When listening to music, they prefer to use a pair of high-end HiFi speakers and a high-end stereo (dual mono) amplifier.
Here's the thing, Atmos MUSIC had/has incredible
potential... who was that composer that had the idea of surrounding the audience with four different orchestras from all sides? Stravinsky, Bruckner? I forget.
But who on earth that is making good music currently -- not per se, those making TV and film soundtracks and have worked with surround setups already for years -- is actually willing to take the time and effort to retool their entire production style and way of
thinking about writing and recording traditional stereo music to make music that is vastly more complicated only for a
tiny fraction of listeners?
It's worth pointing out, when surround mixing first became popular, we didn't have studios/labels/artists champing at the bit to produce music for 7.1, even. So the notion that this was somehow supposed to happen with Atmos was quite silly.
Dolby paid Deadmau5 to try to generate Atmos hype, even saying he would work primarily in Atmos in the future at the end of their promo video... I was highly dubious at those words.

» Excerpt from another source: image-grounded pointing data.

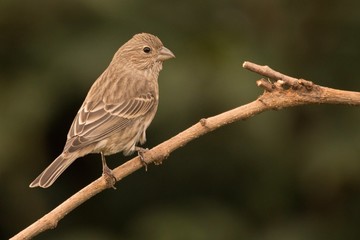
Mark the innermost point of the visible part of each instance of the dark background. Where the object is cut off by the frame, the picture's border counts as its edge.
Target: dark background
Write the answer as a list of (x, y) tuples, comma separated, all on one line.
[(289, 174)]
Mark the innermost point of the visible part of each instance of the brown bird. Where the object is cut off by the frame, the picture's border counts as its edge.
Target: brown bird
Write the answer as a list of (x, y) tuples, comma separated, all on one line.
[(118, 108)]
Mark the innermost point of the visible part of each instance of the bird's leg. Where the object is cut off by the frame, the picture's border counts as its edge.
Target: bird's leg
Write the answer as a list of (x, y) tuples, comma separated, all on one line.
[(141, 152), (109, 176)]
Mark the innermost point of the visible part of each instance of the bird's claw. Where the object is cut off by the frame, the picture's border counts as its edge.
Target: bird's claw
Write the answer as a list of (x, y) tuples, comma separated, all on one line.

Brian Eno did some work with it, but he had some weird algorithm-selected loops that people could trigger themselves, like a pseudo-interactive type thing... sounds cool on a tech level, but is nothing like what I'm talking about.
For one thing you essentially have to double/triple the amount of parts written and recorded to provide enough movement for all the beds. That's an enormous engineering and production overhead, in a time where studio budgets have radically
decreased instead of going up.
Dolby and Apple both made a mistake with Atmos: They failed to bring the actual producers on board with it, and there's virtually no team capable of both writing/composing
and producing in Atmos effectively, it's just too expensive and the few who are capable of doing it have no motivation to do so.

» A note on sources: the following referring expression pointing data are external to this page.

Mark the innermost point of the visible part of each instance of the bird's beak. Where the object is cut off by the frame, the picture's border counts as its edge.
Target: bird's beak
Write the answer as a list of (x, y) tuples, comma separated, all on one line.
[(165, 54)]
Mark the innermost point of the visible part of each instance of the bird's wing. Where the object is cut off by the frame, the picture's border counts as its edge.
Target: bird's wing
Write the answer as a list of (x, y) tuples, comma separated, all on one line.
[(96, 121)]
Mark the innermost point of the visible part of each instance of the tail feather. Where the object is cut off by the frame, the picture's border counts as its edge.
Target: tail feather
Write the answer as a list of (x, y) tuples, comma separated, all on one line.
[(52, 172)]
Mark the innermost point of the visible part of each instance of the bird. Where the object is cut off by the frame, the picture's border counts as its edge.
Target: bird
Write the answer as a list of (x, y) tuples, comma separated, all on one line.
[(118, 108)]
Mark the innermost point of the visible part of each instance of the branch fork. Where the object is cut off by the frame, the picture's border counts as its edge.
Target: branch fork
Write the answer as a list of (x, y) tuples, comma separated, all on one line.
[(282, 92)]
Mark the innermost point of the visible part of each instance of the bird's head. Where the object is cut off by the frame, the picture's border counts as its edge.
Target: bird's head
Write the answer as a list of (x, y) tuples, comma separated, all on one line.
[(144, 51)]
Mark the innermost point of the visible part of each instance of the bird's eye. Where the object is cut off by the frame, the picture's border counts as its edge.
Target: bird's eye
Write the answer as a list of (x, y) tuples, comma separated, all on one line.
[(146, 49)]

In order for Atmos to take off, we need a revolutionary who is both willing and has the capacity to show people how magical of an experience being surrounded by musical voices can be. There was never going to be a demand for this, because the thing Dolby wants people to want does not exist, just as no one knew they wanted The Beatles until they existed. They're turning over rocks to look for golden eggs when they should have first invested in the golden-goose conservation program.
In other words, there was never going to be an Atmos demand until an artist/producer combo created Atmos demand.
In the end, much like that composer (apparently it was Stockhausen, I looked it up), Dolby/Apple's 'Spatial music' idea looks incredible on paper, but the technical expense required to engineer such music simply doesn't math out.